Jevan sendiri sedang duduk dengan punggung tegak, sambil menatap kearah Putra dan Grata.

"Kami menerima dengan baik niat baik nak Jevan. Tapi semua keputusan ada pada Jihan." Jawab Putra.

Jihan memerlukan beberapa detik untuk berkedip dan kembali pada kenyataan. "Jev?" Hanya kalimat itu yang keluar dari mulat Jihan, dengan tatapan bertanya kearah Jevan.

Jevan menaruh kotak cincin di atas meja, semakin membuat Jihan terbelalak kaget.

"Aku serius." Ucap Jevan.

"Gimana, sayang?" Tanya Grata, mengusap kepala Jihan yang masih bingung.

"Kita nggak pacaran dulu? Maksudnya, apa ini nggak terlalu cepat?"

Jevan menggeleng, "Kita pacaran, tapi aku tetep mau ikat kamu dulu."

Tyaga menahan tawanya, karena mendengar Jevan sudah mengganti kata lo-gue ke aku-kamu.

Jantung Jihan semakin berdebar kencang. Dirinya memang pernah membayangkan berpacaran dengan Jevan bahkan sampai ke jenjang pernikahan. Tapi saat semuanya mulai terwujud, rasanya ia masih tidak percaya. Ia benar-benar merasa sedang bermimpi saat ini.

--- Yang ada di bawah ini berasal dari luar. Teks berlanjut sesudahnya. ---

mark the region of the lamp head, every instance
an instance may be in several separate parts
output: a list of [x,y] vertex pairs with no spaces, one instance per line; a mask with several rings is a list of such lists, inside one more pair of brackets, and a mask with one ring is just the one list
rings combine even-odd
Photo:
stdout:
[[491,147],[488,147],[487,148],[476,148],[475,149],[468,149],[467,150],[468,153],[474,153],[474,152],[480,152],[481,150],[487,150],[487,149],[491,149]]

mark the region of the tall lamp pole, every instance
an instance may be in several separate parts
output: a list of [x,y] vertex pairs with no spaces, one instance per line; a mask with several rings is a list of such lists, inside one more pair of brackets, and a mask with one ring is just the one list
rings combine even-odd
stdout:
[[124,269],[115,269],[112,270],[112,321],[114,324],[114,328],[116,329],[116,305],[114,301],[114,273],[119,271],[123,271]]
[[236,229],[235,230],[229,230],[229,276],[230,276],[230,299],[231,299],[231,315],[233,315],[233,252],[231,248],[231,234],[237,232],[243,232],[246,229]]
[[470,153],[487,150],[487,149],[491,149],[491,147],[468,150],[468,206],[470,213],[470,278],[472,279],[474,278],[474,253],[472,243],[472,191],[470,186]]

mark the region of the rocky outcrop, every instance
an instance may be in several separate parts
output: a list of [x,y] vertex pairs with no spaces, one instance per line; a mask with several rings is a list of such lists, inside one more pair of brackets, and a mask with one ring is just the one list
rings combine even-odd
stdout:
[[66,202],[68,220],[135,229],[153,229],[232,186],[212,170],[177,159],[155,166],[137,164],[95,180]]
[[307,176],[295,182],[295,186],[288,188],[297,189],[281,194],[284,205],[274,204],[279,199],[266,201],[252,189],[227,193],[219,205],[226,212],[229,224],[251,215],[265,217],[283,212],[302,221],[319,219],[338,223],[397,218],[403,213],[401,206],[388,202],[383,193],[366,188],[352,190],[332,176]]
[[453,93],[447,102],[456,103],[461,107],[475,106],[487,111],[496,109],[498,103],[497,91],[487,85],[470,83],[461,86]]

"Rencana, saya akan mengejar untuk bisa lulus tahun depan, Ma, Pa. Jika Jihan mau, kita bisa menikah setelah saya lulus, atau setelah Jihan lulus juga nggakpapa. Tapi untuk sekarang, Jevan mau ikat Jihan dulu sebagai tunangan Jevan." Ucapan tegas Jevan semakin membuat kepala Jihan pusing.

Grata tersenyum, "sekali lagi, semua keputusan ada di tangan Jihan." Grata menggenggam tangan putrinya itu. "Gimana, Jihan? Kamu mau tunangan sama Jevan?"

Jihan menelan ludah, lalu ia mengangguk. Membuat semua orang disana bernafas lega, terutama Jevan.

Laki-laki itu segera mengeluarkan cincin dari kotaknya dan memasangkannya di jari Jihan.

Saat Papa dan Mama nya saling berpelukan dengan Jevan dan Ayahnya. Jihan menatap intens kearah cincin yang sudah tersemat di jarinya, masih tidak percaya dengan apa yang baru saja terjadi.

"Ekhem." Dehaman Jevan membuat Jihan menoleh kearahnya. "Awas, jangan sampai di lepas!" Ancam laki-laki itu, tetapi dengan nada yang lembut.

Secepat kilat, Jevan mendaratkan bibirnya di pipi Jihan, tanpa terlihat oleh siapapun karena saat ini para orang tua sudah sibuk membicarakan masa depan anak-anaknya.